株式会社1129の経産牛ステーキが売れる理由 売上5倍の裏側に迫る
(※本記事は「協働日本」に2025年4月16日付で掲載された記事を、許可を得て掲載しています)

協働日本で生まれた協働事例を紹介する記事コラム「STORY」。
協働日本は、鹿児島県および鹿児島産業支援センターの令和6年度の「新産業創出ネットワーク事業」を受託しており、取り組み企業数社をお招きし、報告会を行いました。
当日は取り組み企業の一社、株式会社1129の代表取締役・大隣 佳太氏にお越しいただき、協働の取り組みと成果を発表いただきました。
株式会社1129は、鹿児島県鹿児島市を拠点に、業務用食肉の卸売からスタートし、現在は自社ブランドによる精肉販売・商品開発、外食・ECなど、多岐にわたる事業を展開する企業です。
中でも注力しているのが、これまで市場価値が低く見られてきた「経産牛」の再評価。
その豊かな味わいを活かしながら、ブランド化と販路拡大に挑戦しています。
今回は事前インタビューでお伺いした内容を含め、大隣氏にお話しいただいた協働日本との取り組みを通じて生まれた変化や、今後の事業展望への想いなどをご紹介します。協働プロジェクトを通じて、大隣氏がどのような変化と成果を得たのか、未来への展望とともに伺いました。
(取材・文=郡司弘明・山根好子)

経産牛の価値を広めたい──その想いから始まったチャレンジ
——協働日本と取り組むことになった背景とプロジェクトについて
大隣佳太氏(以下、大隣): よろしくお願いします。まずは弊社のご紹介をさせていただきたいと思います。私の実家は祖父の代から続く畜産農家で、幼い頃から牛と共にある生活が当たり前でした。しかし、父の代で廃業してしまったことが、今でも自分の中に“悔しさ”として残っています。そういった原体験があるからこそ「牛に関わる仕事がしたい」という思いをずっと持ち続けており、ずっと畜産の繁殖生理学を専門に勉強し、2019年の12月24日に会社として設立しました。
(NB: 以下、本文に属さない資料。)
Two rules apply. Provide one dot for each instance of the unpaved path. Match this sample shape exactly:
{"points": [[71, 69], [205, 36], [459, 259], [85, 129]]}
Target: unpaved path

黒毛和牛をもっと価値あるものにしていくという理念を掲げ、2020年の2月9日から通信販売のみという事業形態で黒毛和牛の販売をスタートしました。
楽天、Amazon、Yahoo!などの大手ECサイトでの食肉の販売やふるさと納税を取り扱っていく中で課題として強く感じていたのが一頭買いした肉をいかに効率よく使えるかということでした。サーロインやヒレなど、いわゆる「いい肉」というイメージのある人気部位は通販でも人気で、在庫はほぼはけてしまいます。一方、他の部位は冷凍庫がパンパンになる程余ってしまうこともありました。そこで、余った部位にうまく付加価値をつけて販売し、売り切っていくことで牛一頭あたりの単価を上げられるのではないかと模索していました。
これまでは和牛の価値は「サシ=霜降り」の多さで評価されてきました。しかし、近年では赤身肉も注目されるようになってきています。
繁殖を終えた経産牛は、等級こそ高くないものの脂に頼らずしっかりとした旨みがあります。赤身肉の本当の良さを知ることのないまま「霜降り肉」ばかりが「いい肉」として評価されてしまう、その評価軸をひっくり返してみたいという思いが強くなりました。
そのためにどれだけアイディアがあっても、それを具現化するためのBtoCのマーケティングや商品設計の知識、スケジューリングなどは経験も浅く実行に移すのが容易でない……そんな時に出会ったのが協働日本でした。「一緒に考え、一緒に悩んでくれる伴走者」というスタンスにも魅力を感じ、アイディアの実現に向けてお力をお借りすることになりました。